Verges has defended Venezuelan terrorist Carlos the Jackal and the Nazi Gestapo chief Klaus Barbie
A French lawyer who claims to be representing Saddam Hussein said Sunday he doesn't think there will be a trial for a long time and criticized President Bush for pronouncing the former dictator guilty of atrocities.
Jacques Verges said he believes the United States has violated the Geneva Conventions on several counts in its detention of Saddam, and said the world must wait for a trial to determine what Saddam did wrong.
"We know that Mr. Bush has said he's guilty," Verges told Associated Press Television News. "But what does that mean? Mr. Bush is not a judge. We cannot accept him as a judge. He is an enemy of Saddam Hussein."
Verges, known for taking on clients including terrorists and a Nazi leader, said he didn't think Saddam's trial would happen "before a long time."
By the most conservative estimates, Saddam's regime killed 300,000 men, women and children during his 23 years as president. Investigators are still sifting through millions of pages of documents and some 270 mass graves.
Verges said he received a letter from Saddam's family requesting that he defend the former leader, and he agreed to do so. There has been no confirmation that he will be Saddam's lawyer, and U.S. officials have not yet commented on the claim.

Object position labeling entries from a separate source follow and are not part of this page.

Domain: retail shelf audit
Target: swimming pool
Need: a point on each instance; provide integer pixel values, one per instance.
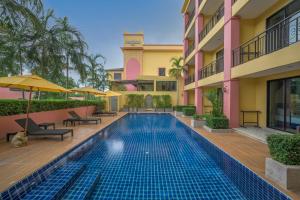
(145, 156)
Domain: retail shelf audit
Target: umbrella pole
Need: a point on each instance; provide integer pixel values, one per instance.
(28, 109)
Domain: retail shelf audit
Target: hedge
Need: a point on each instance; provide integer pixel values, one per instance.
(15, 107)
(217, 122)
(179, 108)
(188, 111)
(200, 117)
(285, 148)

Verges said his most pressing work will be to ensure that Iraq's occupying forces respect the 1949 Geneva Conventions. He said Saddam's family has received no information about his health in U.S. detention. Saddam was captured in December.
Referring to the televised footage of Saddam's medical exam after his capture in December, Verges said: "It's against the Geneva Conventions to interrogate a man, examine and exhibit him like an animal at a fair, with a doctor acting more like a veterinarian - looking at his teeth, his hair, his tongue."
President Bush has said that details still need to be worked out before Saddam can be handed over to Iraq's leaders, who have said they want a quick trial that would sentence Saddam to death.
The International Committee of the Red Cross visited Saddam in jail for the first time in February. The ICRC does not release details of such visits or the prisoner's confinement.
However, Saddam did write a letter to his family that was to be delivered once the United States confirmed it does not contain any hidden messages to his followers. Verges did not discuss that letter.
Verges also said he hopes to take Saddam's case to the International Criminal Court in The Hague, Netherlands.
Though the United States has not ratified the 1998 treaty establishing the court, Verges said he still believed that other nations that took part in the U.S.-led war, including Britain and Spain, could be held responsible there.
The court, however, has previously indicated that it doesn't have jurisdiction over events that occurred in Iraq, which also never ratified its founding treaty.
Verges has previously defended Klaus Barbie, a Nazi Gestapo chief in France during World War II. Last month, Khieu Samphan, a former Khmer Rouge leader, said he had picked Verges to defend him at a proposed genocide trial for surviving leaders of the group that ruled Cambodia in the 1970s.